I tried it for two years but I couldn’t hack it. In most other jobs you can hide behind a desk or a machine if you are not feeling too good after the night before. Not so with teachers.
All your weaknesses are fully exposed as you stand before a class of pupils who will have no mercy.
They say that working as a reporter for an evening newspaper in a big city is the toughest job of all. I can tell you from experience that it’s a doddle compared to teaching.
You may say that teachers get long holidays at summer, Christmas and Easter, not including all the mid-term breaks that come in between. But I can tell you that if teachers did not get all those breaks they wouldn’t last long in the profession.
So what I am basically saying is that while I agree that teaching is a tough job and that teachers should be well paid and given good breaks throughout the year, this country can no longer afford to pay them what they were used to getting in the boom years.
None of us are getting what we were getting in the good years. Some of us had to accept pay cuts of up to 25%. And more of us have lost our jobs and don’t have enough to keep a roof over our heads or food on the table.
Do they not know that people on the dole – through no fault of theirs – also had their payments cut in the last Budget. But those people have no trade union to look after their interests. They have nobody to organise them.
They haven’t got the money to attend an annual conference where they can intimidate the likes of Mary Coughlan or Mary Hanafin.
They are too busy looking for another job or trying to make ends meet and would love to be able to stay with colleagues for a few days in a top hotel in Galway, Salthill or Ennis.
The simple fact of the matter is that we have been living far beyond our means, even in the boom years. And too many of us want to continue living beyond our means now when there is no money there to do that.
And what I am saying about teachers also applies to gardaí, nurses, soldiers, county council officials and civil servants in general. But it was teachers who held their annual conferences last week.
I agree there was a lot of unfairness about those cutbacks. Higher-earning public servants were not hit as hard as were those on the ground floor or in the basement.

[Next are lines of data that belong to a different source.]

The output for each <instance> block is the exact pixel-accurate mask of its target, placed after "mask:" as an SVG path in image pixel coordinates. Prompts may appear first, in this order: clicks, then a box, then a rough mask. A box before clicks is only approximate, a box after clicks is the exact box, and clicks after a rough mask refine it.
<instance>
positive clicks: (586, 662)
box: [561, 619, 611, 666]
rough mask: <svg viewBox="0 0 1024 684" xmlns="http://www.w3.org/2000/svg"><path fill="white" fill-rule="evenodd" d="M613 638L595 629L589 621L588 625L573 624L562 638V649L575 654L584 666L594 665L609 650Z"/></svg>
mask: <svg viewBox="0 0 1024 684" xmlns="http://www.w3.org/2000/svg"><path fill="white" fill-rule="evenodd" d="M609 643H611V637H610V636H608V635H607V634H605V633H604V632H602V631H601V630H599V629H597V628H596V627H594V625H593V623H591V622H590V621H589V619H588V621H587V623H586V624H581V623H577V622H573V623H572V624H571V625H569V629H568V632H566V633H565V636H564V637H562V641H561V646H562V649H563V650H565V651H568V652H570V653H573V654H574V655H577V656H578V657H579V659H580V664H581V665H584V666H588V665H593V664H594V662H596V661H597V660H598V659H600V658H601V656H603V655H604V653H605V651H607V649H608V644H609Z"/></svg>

And it was certainly going to be much more difficult delivering the Croke Park agreement in the days following the revelation that we were going to spend countless billions trying to bail out the banks who caused the crisis.
But the fact remains that public spending has to be cut back and cut back further in the year ahead. And that cannot be done without pain. The economy cannot be fixed without hurt. Nobody can escape the pain.